“Ah, the Signore and dear Luigi!” she would cry when she caught sight of our gondola rounding into the landing. Then down the path she would skip, the joyous embodiment of beauty and grace, and help me out, Luigi following; and we would stroll up under the fig trees, and she would begin showing me this and that new piece of furniture, or pot, or kettle, or new bread knife, or scissors, or spoon, which Vittorio had added to their store since my last visit. Or I would find them both busy over the gondola,— he polishing his brasses and ferro, and she rehanging the curtains of the tenda which she had washed and ironed with her own hands.
In truth it was a very happy little nest that was tucked away in one corner of that old abandoned garden with its outlook on the broad water and its connecting link with the row of neighbors’ houses flanking the side canal,—and no birds in or out of any nest in all Venice ever sang so long and so continuously nor were there any others so genuinely happy the livelong day and night as these two.
Did I not know something of the curious mixture of love, jealousy, and suspicion which goes into the making-up of an Italian, it would be hard for me to believe that so lovely a structure as this dovecote, one built with so much hope and alight with so much real happiness, could ever come tumbling to the ground.
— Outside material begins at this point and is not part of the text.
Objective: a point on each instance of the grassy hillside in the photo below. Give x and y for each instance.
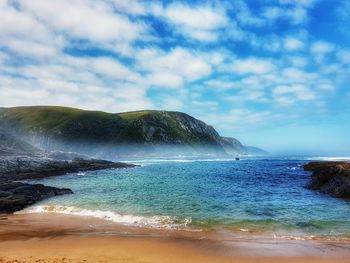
(50, 127)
We Anglo-Saxons flame up indignantly when those we love are attacked, and we demand proofs. “Critica,” that bane of Venetian life—what this, that, or the other neighbor tattles to this, that, and the other listener, we dismiss with a wave of the hand, or with fingers tight clenched close to the offender’s lips, or by a blow in the face. Not so the Italian. He also blazes, but he will stop and wonder when his anger has cooled; think of this and that; put two and two together, and make ten of what is really only four. This is what happened to the nest under the grapevines.
I was in my own garden at the Britannia leaning over the marble balcony, wondering what kept Luigi—it was past ten o’clock—when the news reached me. I had caught sight of his white shirt and straw hat as he swung out behind the Salute and headed straight toward me, and saw from the way he gripped his oar and stretched his long body flat with the force of each thrust, that he had a message of importance, even before I saw his face.
“A Dio, Signore!” he cried. “What do you think? Vittorio has cursed Loretta, torn her wedding ring from her finger, and thrown it in her face!”
“Yes,—he will listen to nothing! He is a crazy fool and I have done all I could. He believes every one of the lies that crab-catching brute of a Francesco is telling. It would be over by to-night, but Loretta does not take it like the others: she says nothing. You know her eyes—they are not like our Giudecca girls. They are burning now like two coals of fire, and her cheeks are like chalk.”